ADR-0018: AI URL Category & Value Assessment
Date: 2026-02-10 | Status: Accepted
Context
After crawl discovery, URLs are categorized by regex patterns. This categorization impacts RAG search quality (Lewis et al., 2020) — the search service applies a 20% relevance boost when a document's category matches the user's intent.
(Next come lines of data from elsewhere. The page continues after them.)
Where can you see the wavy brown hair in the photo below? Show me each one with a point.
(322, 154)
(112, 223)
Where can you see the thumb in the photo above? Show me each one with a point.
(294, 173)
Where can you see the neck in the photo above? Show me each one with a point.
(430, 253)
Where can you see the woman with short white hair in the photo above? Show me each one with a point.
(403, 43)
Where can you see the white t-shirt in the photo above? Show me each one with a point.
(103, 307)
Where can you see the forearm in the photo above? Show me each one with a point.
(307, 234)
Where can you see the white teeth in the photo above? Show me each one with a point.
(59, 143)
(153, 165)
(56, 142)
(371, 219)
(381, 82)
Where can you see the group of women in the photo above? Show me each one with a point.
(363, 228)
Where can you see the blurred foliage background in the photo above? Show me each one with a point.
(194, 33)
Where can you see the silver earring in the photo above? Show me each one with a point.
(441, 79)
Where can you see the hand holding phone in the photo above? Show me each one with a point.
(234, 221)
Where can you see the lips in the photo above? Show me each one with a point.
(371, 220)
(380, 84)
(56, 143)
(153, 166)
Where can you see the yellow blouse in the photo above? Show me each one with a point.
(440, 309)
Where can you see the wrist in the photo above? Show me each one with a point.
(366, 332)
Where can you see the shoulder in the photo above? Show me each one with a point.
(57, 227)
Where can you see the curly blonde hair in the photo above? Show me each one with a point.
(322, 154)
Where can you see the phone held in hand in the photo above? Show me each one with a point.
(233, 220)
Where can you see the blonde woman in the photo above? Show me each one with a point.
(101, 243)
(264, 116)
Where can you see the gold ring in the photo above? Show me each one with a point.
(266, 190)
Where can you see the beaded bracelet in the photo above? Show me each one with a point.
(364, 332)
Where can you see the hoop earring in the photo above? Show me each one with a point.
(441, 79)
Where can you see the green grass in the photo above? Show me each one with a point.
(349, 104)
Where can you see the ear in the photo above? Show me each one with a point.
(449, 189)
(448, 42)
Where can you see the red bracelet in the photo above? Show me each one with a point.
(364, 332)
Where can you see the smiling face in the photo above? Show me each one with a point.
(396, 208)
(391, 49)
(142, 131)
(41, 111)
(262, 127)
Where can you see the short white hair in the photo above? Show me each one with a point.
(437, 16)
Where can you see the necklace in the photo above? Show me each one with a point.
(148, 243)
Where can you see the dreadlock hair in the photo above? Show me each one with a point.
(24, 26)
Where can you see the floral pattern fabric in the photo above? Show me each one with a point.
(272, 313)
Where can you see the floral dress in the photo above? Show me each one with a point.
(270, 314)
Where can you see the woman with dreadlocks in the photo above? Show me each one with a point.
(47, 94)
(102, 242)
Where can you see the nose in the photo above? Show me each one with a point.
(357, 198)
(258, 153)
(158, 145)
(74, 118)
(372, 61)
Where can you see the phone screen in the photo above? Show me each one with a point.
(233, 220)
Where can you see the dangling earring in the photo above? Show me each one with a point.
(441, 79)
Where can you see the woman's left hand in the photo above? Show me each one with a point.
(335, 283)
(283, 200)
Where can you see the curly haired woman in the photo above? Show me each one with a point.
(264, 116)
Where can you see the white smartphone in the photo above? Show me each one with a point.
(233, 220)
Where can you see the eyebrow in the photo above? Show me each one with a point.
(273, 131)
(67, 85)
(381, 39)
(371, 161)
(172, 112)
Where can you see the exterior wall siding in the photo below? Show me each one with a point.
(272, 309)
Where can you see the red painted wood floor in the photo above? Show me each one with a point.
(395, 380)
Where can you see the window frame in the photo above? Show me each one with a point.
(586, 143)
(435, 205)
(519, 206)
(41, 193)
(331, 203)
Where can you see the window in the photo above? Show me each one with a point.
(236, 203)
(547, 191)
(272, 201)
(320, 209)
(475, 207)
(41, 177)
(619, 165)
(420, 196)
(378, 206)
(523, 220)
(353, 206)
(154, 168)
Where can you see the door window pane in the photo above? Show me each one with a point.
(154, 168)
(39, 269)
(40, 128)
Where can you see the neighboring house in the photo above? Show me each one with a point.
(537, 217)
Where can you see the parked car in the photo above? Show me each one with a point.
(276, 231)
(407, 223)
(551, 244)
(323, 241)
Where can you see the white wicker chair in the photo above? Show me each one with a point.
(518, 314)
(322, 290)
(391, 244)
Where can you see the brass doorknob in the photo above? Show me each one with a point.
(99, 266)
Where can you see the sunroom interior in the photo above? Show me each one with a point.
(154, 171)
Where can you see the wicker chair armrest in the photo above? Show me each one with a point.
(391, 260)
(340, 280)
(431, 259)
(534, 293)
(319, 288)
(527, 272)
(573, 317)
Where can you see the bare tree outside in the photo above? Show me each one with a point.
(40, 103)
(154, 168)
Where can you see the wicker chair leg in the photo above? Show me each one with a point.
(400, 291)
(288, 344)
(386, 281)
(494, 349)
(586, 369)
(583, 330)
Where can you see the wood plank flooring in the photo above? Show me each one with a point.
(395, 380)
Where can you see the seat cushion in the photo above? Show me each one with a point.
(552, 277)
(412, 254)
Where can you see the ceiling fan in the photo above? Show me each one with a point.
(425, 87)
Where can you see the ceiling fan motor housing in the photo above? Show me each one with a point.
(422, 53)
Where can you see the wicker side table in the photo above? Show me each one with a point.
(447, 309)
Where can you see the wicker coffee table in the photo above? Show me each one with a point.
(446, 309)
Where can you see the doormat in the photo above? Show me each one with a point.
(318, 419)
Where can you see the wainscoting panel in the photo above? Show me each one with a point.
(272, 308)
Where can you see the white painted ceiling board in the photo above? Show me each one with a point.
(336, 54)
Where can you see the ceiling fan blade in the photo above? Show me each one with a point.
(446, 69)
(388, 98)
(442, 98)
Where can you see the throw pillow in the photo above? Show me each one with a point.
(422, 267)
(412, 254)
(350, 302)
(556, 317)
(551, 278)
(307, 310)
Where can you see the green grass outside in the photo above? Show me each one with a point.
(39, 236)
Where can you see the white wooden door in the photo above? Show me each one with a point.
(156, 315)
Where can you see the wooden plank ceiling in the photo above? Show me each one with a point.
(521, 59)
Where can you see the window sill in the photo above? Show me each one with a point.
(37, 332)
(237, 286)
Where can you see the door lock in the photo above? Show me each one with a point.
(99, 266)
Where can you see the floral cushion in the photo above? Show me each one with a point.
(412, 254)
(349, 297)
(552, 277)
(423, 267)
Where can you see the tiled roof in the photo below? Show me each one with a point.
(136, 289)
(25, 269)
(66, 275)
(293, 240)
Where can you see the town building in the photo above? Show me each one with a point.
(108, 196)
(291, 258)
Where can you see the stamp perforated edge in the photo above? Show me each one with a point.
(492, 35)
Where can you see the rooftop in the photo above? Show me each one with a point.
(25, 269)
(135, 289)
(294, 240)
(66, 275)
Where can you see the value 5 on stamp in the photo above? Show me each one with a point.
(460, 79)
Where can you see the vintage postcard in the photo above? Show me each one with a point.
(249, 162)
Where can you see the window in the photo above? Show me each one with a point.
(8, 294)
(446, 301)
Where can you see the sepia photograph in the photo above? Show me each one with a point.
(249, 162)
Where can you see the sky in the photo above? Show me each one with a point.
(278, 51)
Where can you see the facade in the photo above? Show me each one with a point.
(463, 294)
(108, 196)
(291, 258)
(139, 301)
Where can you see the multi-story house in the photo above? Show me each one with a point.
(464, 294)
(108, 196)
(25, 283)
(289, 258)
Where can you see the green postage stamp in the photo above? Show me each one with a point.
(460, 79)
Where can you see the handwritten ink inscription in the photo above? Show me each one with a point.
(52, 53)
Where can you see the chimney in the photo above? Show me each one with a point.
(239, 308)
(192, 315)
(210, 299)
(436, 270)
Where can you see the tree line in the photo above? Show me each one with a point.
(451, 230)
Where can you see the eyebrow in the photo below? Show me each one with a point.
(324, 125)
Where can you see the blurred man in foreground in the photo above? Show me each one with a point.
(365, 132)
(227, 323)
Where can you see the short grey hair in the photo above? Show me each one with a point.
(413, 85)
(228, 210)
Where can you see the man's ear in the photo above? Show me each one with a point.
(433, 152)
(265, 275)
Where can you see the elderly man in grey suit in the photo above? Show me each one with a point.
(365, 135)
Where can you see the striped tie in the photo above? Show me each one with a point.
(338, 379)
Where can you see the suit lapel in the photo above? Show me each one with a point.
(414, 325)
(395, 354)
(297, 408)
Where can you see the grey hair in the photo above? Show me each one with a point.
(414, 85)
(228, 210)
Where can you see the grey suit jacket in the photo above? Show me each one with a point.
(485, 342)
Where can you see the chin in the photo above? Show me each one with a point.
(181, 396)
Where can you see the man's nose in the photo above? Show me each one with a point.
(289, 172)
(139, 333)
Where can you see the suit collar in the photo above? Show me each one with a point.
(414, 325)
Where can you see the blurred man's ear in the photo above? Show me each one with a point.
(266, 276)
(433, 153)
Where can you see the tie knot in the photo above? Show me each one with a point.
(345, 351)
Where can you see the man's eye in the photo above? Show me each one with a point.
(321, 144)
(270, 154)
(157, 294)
Mis-categorized URLs degrade search results.
The regex approach misses pages with ambiguous paths, content that doesn't match URL structure, and cannot distinguish between high-value patient-facing content and low-value organizational content (annual reports, job postings, supplier pages).
Decision
Adopt a two-dimensional AI assessment for crawled URLs:
- Category — What type of content? (12 predefined + AI-suggested new categories)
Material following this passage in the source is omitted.